Представь себе, что это зал Второго коммерческого училища, чуть не вслух сказал себе Льговский. Ты предваряешь Мельникова, только что вернувшегося из Монголии, его никто еще здесь не слышал, вас освищут, растерзают, ведь для чистой и изломанной публики нет законов — они могут быть у матросов, но не у этих снобов, пришедших смотреть на твой позор; вставай, сейчас будет драка, но ты представительствуешь здесь от имени искусства и не отдашь его на поругание. Вставай, сейчас все они будут твои. (А все-таки приходится представлять себе тех чистеньких мерзавцев, успел подумать он. Те — враги, но свои, а эти не враги, но…)

— Товарищи!— сказал он, встав перед экраном; Борисоглебский стоял рядом и смотрел в пол.— Вы видели сейчас кино — искусство, за которым будущее. О том, каким будет это будущее и зачем нужно в нем искусство,— мы сейчас расскажем. Я хочу представить вам моего учителя.

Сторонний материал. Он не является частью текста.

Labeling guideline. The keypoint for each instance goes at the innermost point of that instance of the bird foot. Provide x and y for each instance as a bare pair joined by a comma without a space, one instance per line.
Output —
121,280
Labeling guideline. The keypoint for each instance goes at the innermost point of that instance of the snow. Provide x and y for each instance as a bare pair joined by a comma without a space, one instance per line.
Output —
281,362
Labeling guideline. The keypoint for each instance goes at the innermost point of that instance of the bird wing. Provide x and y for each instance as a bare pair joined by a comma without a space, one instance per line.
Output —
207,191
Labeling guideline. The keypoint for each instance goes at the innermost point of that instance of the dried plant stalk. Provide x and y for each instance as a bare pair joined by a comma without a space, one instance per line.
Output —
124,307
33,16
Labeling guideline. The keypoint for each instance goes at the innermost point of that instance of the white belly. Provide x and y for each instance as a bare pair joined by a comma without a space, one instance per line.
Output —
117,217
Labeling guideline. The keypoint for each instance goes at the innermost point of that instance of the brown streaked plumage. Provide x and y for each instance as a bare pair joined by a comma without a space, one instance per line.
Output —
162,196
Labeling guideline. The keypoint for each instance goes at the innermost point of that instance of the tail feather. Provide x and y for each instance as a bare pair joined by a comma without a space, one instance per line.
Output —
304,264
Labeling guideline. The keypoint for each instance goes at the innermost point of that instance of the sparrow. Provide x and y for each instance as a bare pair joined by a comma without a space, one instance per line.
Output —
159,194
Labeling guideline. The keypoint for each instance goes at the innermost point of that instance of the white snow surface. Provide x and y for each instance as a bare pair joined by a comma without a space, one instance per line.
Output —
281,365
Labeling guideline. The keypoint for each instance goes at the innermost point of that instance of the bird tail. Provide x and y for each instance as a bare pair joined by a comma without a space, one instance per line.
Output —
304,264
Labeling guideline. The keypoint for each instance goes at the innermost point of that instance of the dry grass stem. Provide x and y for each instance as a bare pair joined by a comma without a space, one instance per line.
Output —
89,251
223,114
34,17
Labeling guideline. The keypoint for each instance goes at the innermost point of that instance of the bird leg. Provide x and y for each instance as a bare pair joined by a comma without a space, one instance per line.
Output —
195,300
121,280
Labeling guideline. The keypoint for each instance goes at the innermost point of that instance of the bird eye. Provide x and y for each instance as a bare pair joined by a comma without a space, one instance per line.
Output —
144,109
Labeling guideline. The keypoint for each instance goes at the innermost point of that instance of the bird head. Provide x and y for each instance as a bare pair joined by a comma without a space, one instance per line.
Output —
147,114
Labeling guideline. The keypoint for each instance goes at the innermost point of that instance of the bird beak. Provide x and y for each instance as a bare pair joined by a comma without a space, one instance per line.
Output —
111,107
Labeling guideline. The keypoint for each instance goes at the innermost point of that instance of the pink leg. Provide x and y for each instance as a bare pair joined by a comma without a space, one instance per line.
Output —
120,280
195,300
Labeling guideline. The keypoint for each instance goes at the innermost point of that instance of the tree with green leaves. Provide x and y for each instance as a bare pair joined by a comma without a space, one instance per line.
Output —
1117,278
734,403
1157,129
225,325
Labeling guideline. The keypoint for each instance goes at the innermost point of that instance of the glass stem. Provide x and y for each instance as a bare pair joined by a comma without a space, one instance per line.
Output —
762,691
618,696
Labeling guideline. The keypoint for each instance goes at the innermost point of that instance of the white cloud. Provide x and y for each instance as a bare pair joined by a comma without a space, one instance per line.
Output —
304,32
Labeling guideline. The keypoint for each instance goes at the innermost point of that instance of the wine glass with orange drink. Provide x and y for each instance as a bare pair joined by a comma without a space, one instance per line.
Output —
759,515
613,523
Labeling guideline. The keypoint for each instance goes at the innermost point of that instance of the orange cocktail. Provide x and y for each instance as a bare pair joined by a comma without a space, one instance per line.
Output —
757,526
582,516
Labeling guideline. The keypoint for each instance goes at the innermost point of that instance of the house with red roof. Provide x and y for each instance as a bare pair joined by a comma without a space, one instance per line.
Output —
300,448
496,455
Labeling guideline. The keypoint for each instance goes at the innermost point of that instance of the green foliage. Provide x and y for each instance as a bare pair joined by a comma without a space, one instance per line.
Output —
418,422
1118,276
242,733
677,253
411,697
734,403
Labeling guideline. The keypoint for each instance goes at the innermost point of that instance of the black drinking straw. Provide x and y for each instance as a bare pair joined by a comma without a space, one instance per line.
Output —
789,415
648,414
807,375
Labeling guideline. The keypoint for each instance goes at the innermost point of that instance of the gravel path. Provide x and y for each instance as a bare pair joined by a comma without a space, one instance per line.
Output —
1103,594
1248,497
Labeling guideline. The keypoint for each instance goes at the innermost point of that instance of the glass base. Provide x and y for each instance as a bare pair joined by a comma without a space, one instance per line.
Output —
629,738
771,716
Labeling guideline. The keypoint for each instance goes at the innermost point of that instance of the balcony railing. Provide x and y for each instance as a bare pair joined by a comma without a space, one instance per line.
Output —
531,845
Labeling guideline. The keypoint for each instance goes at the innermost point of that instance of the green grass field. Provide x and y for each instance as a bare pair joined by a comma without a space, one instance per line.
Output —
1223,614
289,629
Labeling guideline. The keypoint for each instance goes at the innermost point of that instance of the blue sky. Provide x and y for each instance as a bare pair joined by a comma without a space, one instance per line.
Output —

Вы увидите человека, который задолго до нашей революции предсказал и объяснил эту революцию. Григорий Константинович Борисоглебский жил в Ростове, но учение его распространится по всему миру. Это он придумал отменить правописание, закрывавшее вам путь к грамоте. Он первым понял, как устроен мир, и сейчас изложит вам это понимание.

Зал разочарованно загудел, когда Кугельман объявил лекцию, но вид маленького Льговского и длинного старика, похоже, развеселил аудиторию, приведенную в благодушное состояние удачным приземлением Кокини. Вероятно, дирекция для разнообразия завела своих Пата и Паташона.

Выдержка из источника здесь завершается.